Charged impurity scattering and mobility in gated silicon nanowires

TL;DR

This study investigates how charged impurities affect electron mobility in gated silicon nanowires, revealing differences between dopant types, impurity positioning effects, and limitations of traditional modeling approaches.

Contribution

It provides a detailed analysis of impurity scattering effects on mobility in silicon nanowires using advanced computational methods, highlighting the importance of dopant type and placement.

Findings

Phosphorous dopants behave as tunnel barriers, Boron as Fano resonances.

Mobility varies significantly with dopant type and carrier density.
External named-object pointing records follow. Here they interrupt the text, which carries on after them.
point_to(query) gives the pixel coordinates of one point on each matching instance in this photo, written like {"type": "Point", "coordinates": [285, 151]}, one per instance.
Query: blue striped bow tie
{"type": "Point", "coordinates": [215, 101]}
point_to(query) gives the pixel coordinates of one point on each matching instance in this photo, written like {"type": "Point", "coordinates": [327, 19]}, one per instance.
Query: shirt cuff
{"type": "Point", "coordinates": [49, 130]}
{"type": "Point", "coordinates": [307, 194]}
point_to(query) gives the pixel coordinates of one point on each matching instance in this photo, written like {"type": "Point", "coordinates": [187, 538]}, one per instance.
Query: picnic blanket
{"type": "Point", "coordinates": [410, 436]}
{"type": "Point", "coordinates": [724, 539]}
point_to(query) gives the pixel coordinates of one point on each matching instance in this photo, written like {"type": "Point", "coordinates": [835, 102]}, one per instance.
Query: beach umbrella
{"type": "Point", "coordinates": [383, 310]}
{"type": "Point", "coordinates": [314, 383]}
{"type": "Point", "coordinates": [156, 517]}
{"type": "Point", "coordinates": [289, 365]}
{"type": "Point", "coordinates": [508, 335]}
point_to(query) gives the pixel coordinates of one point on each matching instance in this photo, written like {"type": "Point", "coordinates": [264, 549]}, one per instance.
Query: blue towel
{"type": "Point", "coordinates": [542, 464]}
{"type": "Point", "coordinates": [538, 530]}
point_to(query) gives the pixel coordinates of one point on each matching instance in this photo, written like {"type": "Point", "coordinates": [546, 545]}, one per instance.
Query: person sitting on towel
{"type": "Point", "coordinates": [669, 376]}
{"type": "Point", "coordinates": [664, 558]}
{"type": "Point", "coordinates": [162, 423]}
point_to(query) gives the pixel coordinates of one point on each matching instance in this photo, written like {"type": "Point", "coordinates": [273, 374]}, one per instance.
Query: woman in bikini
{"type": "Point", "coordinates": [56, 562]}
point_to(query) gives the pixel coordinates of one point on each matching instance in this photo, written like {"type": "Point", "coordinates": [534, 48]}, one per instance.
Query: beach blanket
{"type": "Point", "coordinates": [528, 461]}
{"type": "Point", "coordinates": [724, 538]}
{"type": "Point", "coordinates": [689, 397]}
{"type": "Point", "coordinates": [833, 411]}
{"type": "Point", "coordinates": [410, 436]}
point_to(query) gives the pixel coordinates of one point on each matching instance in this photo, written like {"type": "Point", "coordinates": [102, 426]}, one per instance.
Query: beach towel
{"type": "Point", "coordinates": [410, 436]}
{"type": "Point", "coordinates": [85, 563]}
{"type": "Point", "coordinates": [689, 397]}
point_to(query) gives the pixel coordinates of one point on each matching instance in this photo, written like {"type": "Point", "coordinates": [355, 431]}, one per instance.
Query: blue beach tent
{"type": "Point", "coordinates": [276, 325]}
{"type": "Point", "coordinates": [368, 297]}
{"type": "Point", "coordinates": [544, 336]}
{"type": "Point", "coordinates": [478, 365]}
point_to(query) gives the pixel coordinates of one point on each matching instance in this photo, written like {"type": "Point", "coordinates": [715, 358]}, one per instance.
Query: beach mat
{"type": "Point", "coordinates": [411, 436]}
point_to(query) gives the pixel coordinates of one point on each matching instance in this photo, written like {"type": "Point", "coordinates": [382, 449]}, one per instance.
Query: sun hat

Impurity position and nanowire environment critically influence resistance and mobility.

Abstract

We study the effects of charged impurity scattering on the electronic transport properties of <110>-oriented Si nanowires in a gate-all-around geometry, where the impurity potential is screened by the gate, gate oxide and conduction band electrons. The electronic structure of the doped nanowires is calculated with a tight-binding method and the transport properties with a Landauer-Buttiker Green functions approach and the linearized Boltzmann transport equation (LBTE) in the first Born approximation. Based on our numerical results we argue that: (1) There are large differences between Phosphorous (P) and Boron (B) doped systems, acceptors behaving as tunnel barriers for the electrons, while donors give rise to Fano resonances in the transmission. (2) As a consequence, the mobility is much larger in P- than in B-doped nanowires at low carrier density, but can be larger in B-doped nanowires at high carrier density. (3) The resistance of a single impurity is strongly dependent on its radial position in the nanowire, especially for acceptors. (4) As a result of subband structure and screening effects, the impurity-limited mobility can be larger in thin nanowires embedded in HfO2 than in bulk Si. Acceptors might, however, strongly hinder the flow of electrons in thin nanowires embedded in SiO2. (5) The perturbative LBTE largely fails to predict the correct mobilities in quantum-confined nanowires.